For appointment scheduling, we use Calendly LLC, 4900 Main Street, Suite 300, Downers Grove, IL 60515, USA. Calendly is a US-based service. Data transfer is based on EU Standard Contractual Clauses (SCCs). Only scheduling data (name, email, chosen time slot) is shared with Calendly. Calendly privacy policy: calendly.com/pages/privacy

4. No tracking, no advertising

We use no tracking cookies, no advertising networks, no Google Analytics, no Facebook Pixel, no social media sharing buttons with tracking functionality. Our web analytics (Umami) runs fully self-hosted on our own servers, is cookie-free and IP-anonymizing. No data is transmitted to third parties.
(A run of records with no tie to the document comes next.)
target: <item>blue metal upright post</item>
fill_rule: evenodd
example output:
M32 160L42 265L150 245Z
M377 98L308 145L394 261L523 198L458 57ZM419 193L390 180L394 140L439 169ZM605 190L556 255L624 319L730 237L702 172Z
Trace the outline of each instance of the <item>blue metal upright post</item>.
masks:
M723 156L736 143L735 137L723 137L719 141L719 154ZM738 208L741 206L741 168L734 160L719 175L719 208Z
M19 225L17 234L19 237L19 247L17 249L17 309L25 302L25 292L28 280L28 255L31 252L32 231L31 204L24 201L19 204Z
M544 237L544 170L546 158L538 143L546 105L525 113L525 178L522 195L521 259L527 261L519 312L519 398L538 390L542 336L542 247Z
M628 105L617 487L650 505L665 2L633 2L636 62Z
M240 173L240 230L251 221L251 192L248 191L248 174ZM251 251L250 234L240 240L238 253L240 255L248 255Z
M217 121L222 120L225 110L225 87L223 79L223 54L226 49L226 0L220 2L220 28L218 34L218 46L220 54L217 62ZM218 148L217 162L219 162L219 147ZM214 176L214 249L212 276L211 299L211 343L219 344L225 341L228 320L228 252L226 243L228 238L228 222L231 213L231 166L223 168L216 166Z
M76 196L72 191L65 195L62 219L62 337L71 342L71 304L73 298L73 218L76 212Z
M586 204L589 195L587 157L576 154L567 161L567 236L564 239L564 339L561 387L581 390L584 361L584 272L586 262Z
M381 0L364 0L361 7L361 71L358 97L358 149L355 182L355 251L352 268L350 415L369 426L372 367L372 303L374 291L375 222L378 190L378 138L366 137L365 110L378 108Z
Technically necessary cookies (session cookie scs-session, CSRF protection cookie scs-csrf) are set without consent dialogs, as they are strictly required for secure operation of the platform (Art. 6(1)(f) GDPR).

5. Your rights

You have the following rights with respect to your personal data:

• Right of access (Art. 15 GDPR)
• Right to rectification (Art. 16 GDPR)
• Right to erasure (Art. 17 GDPR) — account deletion available directly in account settings
• Right to restrict processing (Art. 18 GDPR)
• Right to data portability (Art. 20 GDPR)
• Right to object (Art. 21 GDPR)
• Right to withdraw consent — at any time for newsletters and other consents

To exercise your rights, please contact: konrad.schrein@gmail.com

6. Supervisory authority

You have the right to lodge a complaint with a data protection authority regarding the processing of your personal data by us. The competent authority is determined by your place of residence or the place of the alleged violation. You may contact any EU data protection authority.

Example: Berlin Commissioner for Data Protection and Freedom of Information
datenschutz-berlin.de

7. Changes to this Privacy Policy

We reserve the right to update this Privacy Policy as needed. The current version is always available at this URL. Last updated: May 2026.